Shotgun proteomics

Last updated

Shotgun proteomics refers to the use of bottom-up proteomics techniques in identifying proteins in complex mixtures using a combination of high performance liquid chromatography combined with mass spectrometry. [1] [2] [3] [4] [5] [6] The name is derived from shotgun sequencing of DNA which is itself named after the rapidly expanding, quasi-random firing pattern of a shotgun. The most common method of shotgun proteomics starts with the proteins in the mixture being digested and the resulting peptides are separated by liquid chromatography. Tandem mass spectrometry is then used to identify the peptides.

Contents

Targeted proteomics using SRM and data-independent acquisition methods are often considered alternatives to shotgun proteomics in the field of bottom-up proteomics. While shotgun proteomics uses data-dependent selection of precursor ions to generate fragment ion scans, the aforementioned methods use a deterministic method for acquisition of fragment ion scans.

History

Shotgun proteomics arose from the difficulties of using previous technologies to separate complex mixtures. In 1975, two-dimensional polyacrylamide gel electrophoresis (2D-PAGE) was described by O’Farrell and Klose with the ability to resolve complex protein mixtures. [7] [8] The development of matrix-assisted laser desorption ionization (MALDI), electrospray ionization (ESI), and database searching continued to grow the field of proteomics. However these methods still had difficulty identifying and separating low-abundance proteins, aberrant proteins, and membrane proteins. Shotgun proteomics emerged as a method that could resolve even these proteins. [5]

Advantages

Shotgun proteomics allows global protein identification as well as the ability to systematically profile dynamic proteomes. [9] It also avoids the modest separation efficiency and poor mass spectral sensitivity associated with intact protein analysis. [1]

Disadvantages

The dynamic exclusion filtering that is often used in shotgun proteomics maximizes the number of identified proteins at the expense of random sampling. [10] This problem may be exacerbated by the undersampling inherent in shotgun proteomics. [11]

Agilent 1200 HPLC Agilent1200HPLC.jpg
Agilent 1200 HPLC
Quadrupole Time-Of-Flight tandem Mass Spectrometer (Q-TOF) Q-TOF.jpg
Quadrupole Time-Of-Flight tandem Mass Spectrometer (Q-TOF)

Workflow

Cells containing the protein complement desired are grown. Proteins are then extracted from the mixture and digested with a protease to produce a peptide mixture. [9] The peptide mixture is then loaded directly onto a microcapillary column and the peptides are separated by hydrophobicity and charge. As the peptides elute from the column, they are ionized and separated by m/z in the first stage of tandem mass spectrometry. The selected ions undergo collision-induced dissociation or other process to induce fragmentation. The charged fragments are separated in the second stage of tandem mass spectrometry.

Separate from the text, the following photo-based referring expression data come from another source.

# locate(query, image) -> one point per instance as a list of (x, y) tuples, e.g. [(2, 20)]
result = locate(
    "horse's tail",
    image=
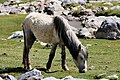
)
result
[(60, 24)]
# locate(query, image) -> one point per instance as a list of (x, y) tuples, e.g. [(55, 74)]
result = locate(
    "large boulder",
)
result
[(109, 29)]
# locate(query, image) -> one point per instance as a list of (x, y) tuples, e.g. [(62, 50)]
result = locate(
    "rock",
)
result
[(8, 77), (109, 29)]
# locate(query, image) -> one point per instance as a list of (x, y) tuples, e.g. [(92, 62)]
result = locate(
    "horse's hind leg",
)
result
[(63, 56), (29, 39), (51, 56)]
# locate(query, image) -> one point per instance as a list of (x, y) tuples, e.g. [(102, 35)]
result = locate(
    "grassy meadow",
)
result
[(104, 55)]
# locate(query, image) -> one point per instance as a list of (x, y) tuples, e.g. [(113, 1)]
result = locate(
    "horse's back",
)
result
[(42, 27)]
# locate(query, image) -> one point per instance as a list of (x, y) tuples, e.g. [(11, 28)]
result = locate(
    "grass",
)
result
[(102, 54)]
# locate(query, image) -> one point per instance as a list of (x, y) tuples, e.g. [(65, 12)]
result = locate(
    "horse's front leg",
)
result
[(63, 56), (51, 56), (29, 39)]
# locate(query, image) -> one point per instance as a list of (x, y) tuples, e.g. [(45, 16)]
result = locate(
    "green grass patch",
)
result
[(102, 54)]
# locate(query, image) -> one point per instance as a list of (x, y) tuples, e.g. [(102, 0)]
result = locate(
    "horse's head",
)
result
[(81, 59)]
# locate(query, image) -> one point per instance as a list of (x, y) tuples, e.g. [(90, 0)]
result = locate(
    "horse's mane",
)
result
[(66, 34)]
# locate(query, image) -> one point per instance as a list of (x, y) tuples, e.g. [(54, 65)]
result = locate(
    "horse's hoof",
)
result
[(65, 68)]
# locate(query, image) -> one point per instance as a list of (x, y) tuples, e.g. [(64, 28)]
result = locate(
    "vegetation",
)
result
[(103, 54), (115, 12)]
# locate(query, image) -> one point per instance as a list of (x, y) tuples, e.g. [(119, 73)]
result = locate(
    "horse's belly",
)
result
[(43, 28), (46, 34)]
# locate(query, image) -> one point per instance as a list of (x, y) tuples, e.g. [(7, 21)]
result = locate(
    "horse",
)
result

The "fingerprint" of each peptide's fragmentation mass spectrum is used to identify the protein from which they derive by searching against a sequence database with commercially available software (e.g. Sequest or Mascot). [9] Examples of sequence databases are the Genpept database or the PIR database. [12] After the database search, each peptide-spectrum match (PSM) needs to be evaluated for validity. [13] This analysis allows researchers to profile various biological systems. [9]

Challenges with peptide identification

Peptides that are degenerate (shared by two or more proteins in the database) makes it difficult to unambiguously identify the protein to which they belong. Additionally, some proteome samples of vertebrates have a large number of paralogs, and alternative splicing in higher eukaryotes can result in many identical protein subsequences. [1] Moreover, many proteins are naturally (co- or post-translational) or artificially (sample preparation artefacts) modified. This further challenges the identification of the peptide sequence by means of conventional database matching approaches. Together with peptide fragmentation spectra of poor quality or high complexity (due to co-isolation or sensitivity limitations), this leaves in a conventional shotgun proteomics experiment many sequencing spectra unidentified. [14] [15] [16] [17]

Practical applications

With the human genome sequenced, the next step is the verification and functional annotation of all predicted genes and their protein products. [4] Shotgun proteomics can be used for functional classification or comparative analysis of these protein products. It can be used in projects ranging from large-scale whole proteome to focusing on a single protein family. It can be done in research labs or commercially.

Large-scale analysis

One example of this is a study by Washburn, Wolters, & Yates in which they used shotgun proteomics on the proteome of a Saccharomyces cerevisiae strain grown to mid-log phase. They were able to detect and identify 1,484 proteins as well as identify proteins rarely seen in proteome analysis, including low-abundance proteins like transcription factors and protein kinases. They were also able to identify 131 proteins with three or more predicted transmembrane domains. [2]

Protein family

Vaisar et al. uses shotgun proteomics to implicate protease inhibition and complement activation in the antiinflammatory properties of high-density lipoprotein. [18] In a study by Lee et al., higher expression level of hnRNP A2/B1 and Hsp90 were observed in human hepatoma HepG2 cells than in wild type cells. This led to a search for reported functional roles mediated in concert by both these multifunctional cellular chaperones. [19]

See also

Related Research Articles

<span class="mw-page-title-main">Proteome</span> Set of proteins that can be expressed by a genome, cell, tissue, or organism

The proteome is the entire set of proteins that is, or can be, expressed by a genome, cell, tissue, or organism at a certain time. It is the set of expressed proteins in a given type of cell or organism, at a given time, under defined conditions. Proteomics is the study of the proteome.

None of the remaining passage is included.